On ne veut pas briser vos rêves, mais le coronavirus tient lieu de piqure de rappel.
A tous les crédules…
A ceux qui comptent sur les exosquelettes ou les prothèses bioniques pour réaliser des performances physiques ou intellectuelles surpassant celles que leur laissaient espérer les capacités issues de leur procréation ; à ceux qui attendent qu’on leur introduise des implants dans le cerveau pour améliorer leurs capacités cognitives et communiquer par la pensée avec des robots ou d’autres individus, ignorant qu’en transférant à ces instruments leurs fonctions physiques ou cérébrales, ils laissent s’atrophier leurs organes, et que l’homme augmenté produira une humanité d’avortons.

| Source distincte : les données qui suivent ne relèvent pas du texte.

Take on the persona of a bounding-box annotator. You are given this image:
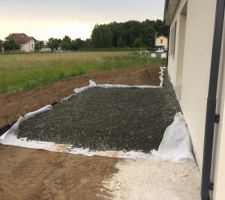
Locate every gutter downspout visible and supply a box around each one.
[201,0,225,200]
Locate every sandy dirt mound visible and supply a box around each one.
[0,145,118,200]
[0,67,160,127]
[104,160,200,200]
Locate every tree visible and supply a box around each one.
[91,24,113,48]
[3,40,20,51]
[62,35,72,50]
[116,37,126,47]
[47,38,62,50]
[91,20,169,48]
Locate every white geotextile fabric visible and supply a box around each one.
[0,67,194,162]
[152,113,194,162]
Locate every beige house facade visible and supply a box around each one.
[20,39,35,52]
[164,0,225,200]
[6,33,35,52]
[155,35,168,49]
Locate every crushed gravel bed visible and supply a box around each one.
[18,71,180,152]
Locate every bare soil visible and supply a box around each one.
[0,145,118,200]
[0,67,160,127]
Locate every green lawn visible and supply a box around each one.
[0,52,166,93]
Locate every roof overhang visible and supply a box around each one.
[164,0,180,25]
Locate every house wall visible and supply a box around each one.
[168,0,225,200]
[168,0,216,170]
[212,18,225,200]
[155,36,168,49]
[21,40,35,52]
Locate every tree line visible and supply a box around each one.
[0,20,169,51]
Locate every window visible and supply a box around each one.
[170,22,177,56]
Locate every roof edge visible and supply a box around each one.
[164,0,180,25]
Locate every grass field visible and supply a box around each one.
[0,52,165,93]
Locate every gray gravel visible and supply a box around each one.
[18,72,180,152]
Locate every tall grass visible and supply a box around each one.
[0,52,165,93]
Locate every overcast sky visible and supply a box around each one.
[0,0,165,40]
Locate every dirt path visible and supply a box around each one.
[0,145,118,200]
[0,67,160,127]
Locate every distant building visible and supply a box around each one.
[5,33,36,52]
[155,35,168,49]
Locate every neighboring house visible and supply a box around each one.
[5,33,36,52]
[155,35,168,49]
[164,0,225,200]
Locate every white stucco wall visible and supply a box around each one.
[155,36,168,49]
[168,0,225,200]
[21,40,35,52]
[168,0,216,170]
[212,18,225,200]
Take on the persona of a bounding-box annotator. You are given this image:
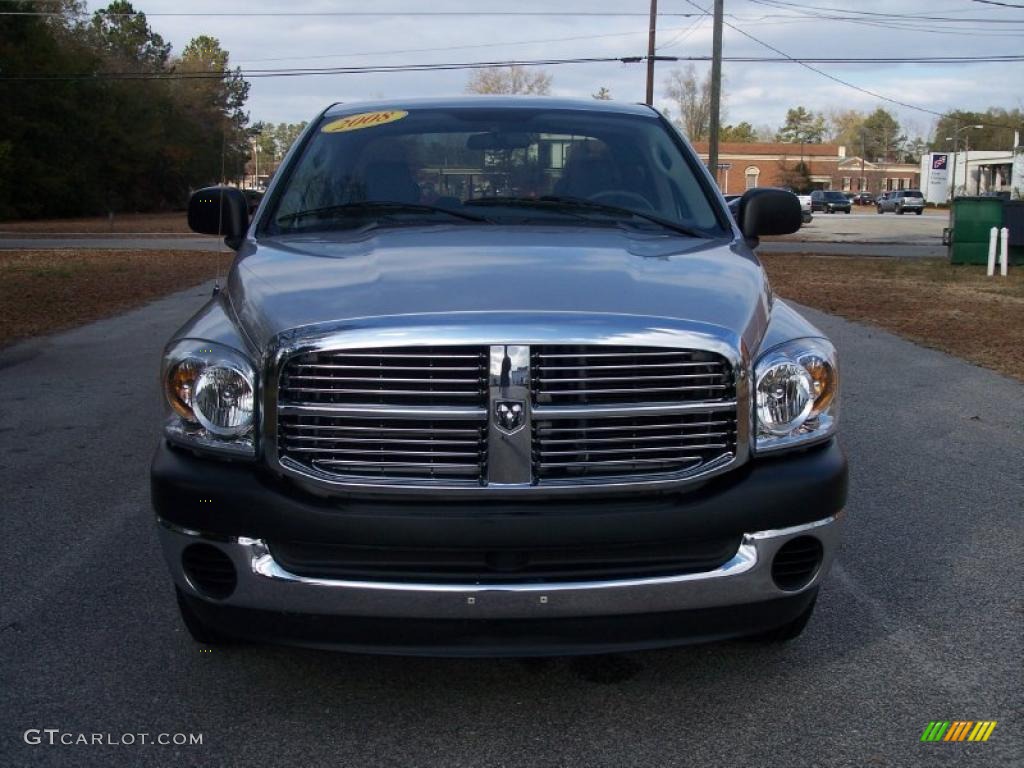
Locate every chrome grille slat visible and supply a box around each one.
[539,456,702,469]
[537,355,722,371]
[289,374,481,384]
[289,447,479,462]
[288,382,482,399]
[288,434,475,446]
[530,345,735,407]
[538,419,731,439]
[274,344,745,489]
[537,369,726,386]
[538,349,687,360]
[278,346,489,485]
[538,442,726,460]
[545,384,729,397]
[295,370,477,373]
[544,432,728,445]
[280,424,479,439]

A ceux qui pensent que l’intelligence artificielle pourra suppléer les humains pour opérer des choix dans de multiples domaines, comme assurer la rationalité du recrutement des entreprises, éclairer les magistrats sur l’opportunité de maintenir en prison les délinquants en fonction du risque de récidive, ou encore laisser aux drones ou aux robots tueurs la décision de faire feu, dispensant les hommes de choix éthiques difficiles, alors que la responsabilité des décisions prises échoira toujours aux hommes, en dernière instance.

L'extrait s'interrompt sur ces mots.